Abstract

Presence-absence methods are widely-used data-driven models for landslide susceptibility mapping. Landslide absence data included in the training data of presence-absence methods is usually not available and has to be generated. In consideration of low availability and uncertain quality of landslide absence data, many presence-only methods which simply use landslide presence as training data were proposed to map landslide susceptibility. However, whether the presence-only methods can circumvent the influence of the shortcomings inherent to landslide absence data and perform better than presence-absence methods are worth studying. Moreover, the effect of landslide absence data in data-driven models for landslide susceptibility mapping can be discussed.

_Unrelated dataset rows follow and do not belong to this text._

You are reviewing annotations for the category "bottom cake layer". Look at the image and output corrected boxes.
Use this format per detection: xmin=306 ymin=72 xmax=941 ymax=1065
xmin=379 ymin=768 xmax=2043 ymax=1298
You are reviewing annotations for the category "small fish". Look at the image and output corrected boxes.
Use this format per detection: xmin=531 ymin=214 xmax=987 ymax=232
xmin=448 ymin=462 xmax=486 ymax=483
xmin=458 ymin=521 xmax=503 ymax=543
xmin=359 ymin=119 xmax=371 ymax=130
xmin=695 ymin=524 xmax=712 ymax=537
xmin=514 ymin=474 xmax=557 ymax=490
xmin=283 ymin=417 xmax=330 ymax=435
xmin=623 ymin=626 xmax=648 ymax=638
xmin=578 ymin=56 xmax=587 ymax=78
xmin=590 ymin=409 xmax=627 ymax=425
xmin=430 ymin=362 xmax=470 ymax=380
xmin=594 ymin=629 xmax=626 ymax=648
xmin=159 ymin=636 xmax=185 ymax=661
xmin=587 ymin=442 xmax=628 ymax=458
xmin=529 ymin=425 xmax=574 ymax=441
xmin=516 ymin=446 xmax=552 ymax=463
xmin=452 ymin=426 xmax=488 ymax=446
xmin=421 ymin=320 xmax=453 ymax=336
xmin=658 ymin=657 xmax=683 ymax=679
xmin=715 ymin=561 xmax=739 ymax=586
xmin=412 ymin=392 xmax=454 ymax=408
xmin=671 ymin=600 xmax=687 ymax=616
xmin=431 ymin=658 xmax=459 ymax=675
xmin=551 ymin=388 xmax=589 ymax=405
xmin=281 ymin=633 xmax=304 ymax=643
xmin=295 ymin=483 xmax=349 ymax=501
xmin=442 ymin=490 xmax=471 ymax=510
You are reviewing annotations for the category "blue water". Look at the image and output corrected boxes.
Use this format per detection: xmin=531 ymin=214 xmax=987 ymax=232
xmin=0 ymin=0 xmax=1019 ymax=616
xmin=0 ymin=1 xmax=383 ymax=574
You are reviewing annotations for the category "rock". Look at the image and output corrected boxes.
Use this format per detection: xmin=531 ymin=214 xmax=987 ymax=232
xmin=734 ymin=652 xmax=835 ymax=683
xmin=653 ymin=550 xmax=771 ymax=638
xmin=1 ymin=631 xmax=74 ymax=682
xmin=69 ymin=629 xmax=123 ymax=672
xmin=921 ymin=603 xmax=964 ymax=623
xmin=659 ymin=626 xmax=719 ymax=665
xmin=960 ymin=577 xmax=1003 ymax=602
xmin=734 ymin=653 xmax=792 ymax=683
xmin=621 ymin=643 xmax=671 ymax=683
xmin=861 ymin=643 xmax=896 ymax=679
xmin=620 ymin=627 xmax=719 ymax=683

In this study, two presence-only methods including one-class support vector machine (one-class SVM), kernel density estimation (KDE), and two presence-absence methods including artificial neural networks (ANN) and two-class support vector machine (two-class SVM) are developed and compared to evaluate their respective performance in mapping landslide susceptibility. The AUC values are 0.705, 0.720, 0.929, and 0.951 for one-class SVM, KDE, ANN, and two-class SVM, respectively. From the comparison of the four methods, two-class SVM has the best performance in landslide susceptibility mapping among the four methods, while one-class SVM has the worst. Two presence-absence methods can constrain the over-prediction of susceptibility value better and have better performance than the two presence-only methods since they classify less percentage of areas to be susceptible with more landslide occurrences located inside. The landslide absence data is proven to constrain the over-prediction of models, which makes it necessary in landslide susceptibility mapping.